Tidak puas dengan jawaban tersebut,  penanya tadi menanggapi jawaban dari S prasetyo. Penanya tersebut mempermasalahkan independensi dan ideologi kurator. Bagaimana mungkin suatu independen terjadi bila terdapat empat juri? Tanyanya.  Eka Prasetyo kembali menaggapi dengan berusaha meyakinkan bahwa penilaian lomba tersebut melalui metode yang objektif. 

Salah satu pembahasan yang ganjal menurut saya pada diskusi tersebut ialah bahwa mahasiswa,  khususnya mahasiswa sastra, harus berani tampil lebih liar untuk mengalahlan dominasi penyair ternama seperti, Sutardji Caldzoum Bachri, Sapardi Djoko Damono,  Abdul Hadi WM yang sudah malang melintang dalam jagat kesusastraan. Sudah sepatutnya generasi muda untuk berani tampil mengungguli dominasi mereka. Menggunakan teori sosial marxis dirasa tepat untuk mereplace posisi mereka,  karena golongan yang didominasi akan bisa berjaya ketika mereka bersatu dan bergerak bersama dari akar rumput untuk merobohkan suatu dominasi. 
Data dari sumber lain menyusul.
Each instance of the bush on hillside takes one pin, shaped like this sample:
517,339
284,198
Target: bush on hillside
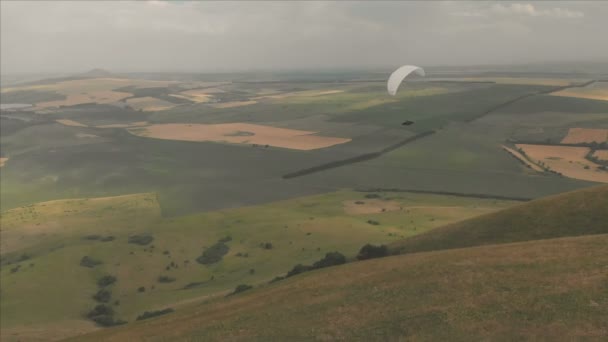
87,261
106,281
213,254
330,259
370,251
141,239
240,288
103,296
150,314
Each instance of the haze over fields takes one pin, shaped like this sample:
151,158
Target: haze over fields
225,171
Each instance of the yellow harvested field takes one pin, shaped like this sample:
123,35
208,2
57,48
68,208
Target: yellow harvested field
521,80
239,133
85,135
370,206
601,154
595,91
67,122
23,226
149,104
102,96
586,135
305,93
96,90
132,124
233,104
567,160
521,157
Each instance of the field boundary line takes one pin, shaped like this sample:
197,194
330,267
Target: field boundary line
448,193
356,159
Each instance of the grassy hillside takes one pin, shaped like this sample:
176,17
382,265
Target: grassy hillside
44,284
580,212
548,290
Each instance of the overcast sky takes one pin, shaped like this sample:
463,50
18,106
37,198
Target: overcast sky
71,36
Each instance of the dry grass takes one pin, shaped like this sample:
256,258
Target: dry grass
67,122
547,290
97,90
233,104
595,91
521,80
240,133
585,135
305,93
601,154
149,104
370,206
567,160
132,124
521,157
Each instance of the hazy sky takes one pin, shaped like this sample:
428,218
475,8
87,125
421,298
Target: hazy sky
71,36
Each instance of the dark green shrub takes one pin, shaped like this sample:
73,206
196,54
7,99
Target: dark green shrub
266,245
103,296
141,239
106,280
297,269
240,288
213,254
165,279
330,259
87,261
370,251
150,314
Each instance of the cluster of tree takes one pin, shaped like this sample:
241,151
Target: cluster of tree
240,288
215,253
141,239
103,314
150,314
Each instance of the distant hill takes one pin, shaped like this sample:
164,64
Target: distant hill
96,73
580,212
541,290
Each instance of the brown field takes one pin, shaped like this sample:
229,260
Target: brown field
97,90
149,104
520,80
132,124
585,135
521,157
240,133
233,104
595,91
370,206
305,93
601,154
567,160
102,96
67,122
85,135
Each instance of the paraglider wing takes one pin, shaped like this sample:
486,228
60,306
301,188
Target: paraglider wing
394,81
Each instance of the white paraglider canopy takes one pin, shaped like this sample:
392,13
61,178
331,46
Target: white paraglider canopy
394,81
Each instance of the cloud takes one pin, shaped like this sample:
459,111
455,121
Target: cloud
521,10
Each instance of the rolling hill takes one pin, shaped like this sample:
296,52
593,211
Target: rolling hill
580,212
533,271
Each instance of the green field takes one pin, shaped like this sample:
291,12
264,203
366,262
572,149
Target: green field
52,236
62,183
547,288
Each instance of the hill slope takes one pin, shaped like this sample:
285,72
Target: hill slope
550,289
575,213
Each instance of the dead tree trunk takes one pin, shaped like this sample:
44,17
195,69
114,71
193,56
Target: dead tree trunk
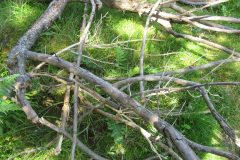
184,147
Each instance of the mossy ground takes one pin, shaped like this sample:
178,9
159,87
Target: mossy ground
17,133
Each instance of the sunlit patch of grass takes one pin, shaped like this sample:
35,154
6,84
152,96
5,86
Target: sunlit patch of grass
131,29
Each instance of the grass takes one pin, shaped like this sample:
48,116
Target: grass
18,133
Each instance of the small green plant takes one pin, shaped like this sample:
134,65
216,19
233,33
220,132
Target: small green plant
118,132
6,104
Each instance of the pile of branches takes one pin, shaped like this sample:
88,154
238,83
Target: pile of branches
177,145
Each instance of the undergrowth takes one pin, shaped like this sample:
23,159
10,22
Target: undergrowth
114,140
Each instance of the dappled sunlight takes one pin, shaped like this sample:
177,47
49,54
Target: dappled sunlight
23,13
131,29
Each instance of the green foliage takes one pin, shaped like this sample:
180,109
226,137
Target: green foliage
118,131
17,132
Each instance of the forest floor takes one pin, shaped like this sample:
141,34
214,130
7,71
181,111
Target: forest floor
163,52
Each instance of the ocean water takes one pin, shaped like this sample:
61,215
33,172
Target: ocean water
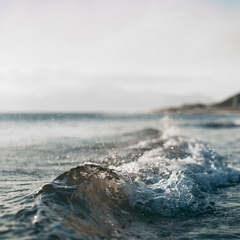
106,176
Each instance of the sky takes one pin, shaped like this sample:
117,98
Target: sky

Memang, secara nama, para sastrawan kawakan tersebut sudah memilki tempat di hati pembaca sastra. Media ataupun penerbit lebih menaruh tempat kepada mereka daripada untuk generasi yang mencoba muncul.  Tentu hal ini karena pertimbangan pasar yang bisa membuat media tersebut untung secara finansial tapi rugi secara moral. Kampus kampus mulai muncul dengan program yang peduli pada dunia sastra. Namun satu hal yang harus dipahami bahwa kampus hanya mencetak akademisi sastra, bukan sastrawan. 

Hal ini pernah dikatakan Budi Dharma bahwa ruang lingkup sastra ialah kreativitas penciptaan karya sastra dengan segala rupa estetikanya. Sedangkan ruang lingkup studi sastra adalah ilmu pengetahuan dengan sastra sebagai objeknya. 

Melihat jalanya diskusi yang coba saya ilustrasikan di atas tampak sebuah pemahaman yang keliru mengenai independensi suatu penilaian lomba dan bagaimana seorang kurator harus bersikap objektif dalam menilai suatu karya.  Disini saya perpandangan bahwa inpendensi adalah suatu sifak mutlak yang harus dimiliki seorang kurator.  Untuk menilai independensi bisa dilihat dari jenis karya yang dimenangkan. Lepas dari itu hanya dia dan tuhan yang mengetahuinya. Hal lain yang diperbincangkan ialah mengenai objektifitas. Satu hal yang harus dipahami dalam objektifitas suatu penilaian lomba adalah metode penilaian. Tidak lebih. Akan tetapi melihat ada empat kurator dalam penilaian maka keempatnya harus objektif dalam mengambil keputusan. 

Jalanya diskusi pada malam itu terasa kurang karena tidak adanya penyeimbang dari statemen S Prasetyo Utomo sebagai pembicara tunggal malam itu. Mungkin dengan hadirnya Saroni Asikin malam itu jalanya diskusi menjadi menarik,  mengingat beliau memiliki konsern penuh mengenai apa yang didiskusikan tadi.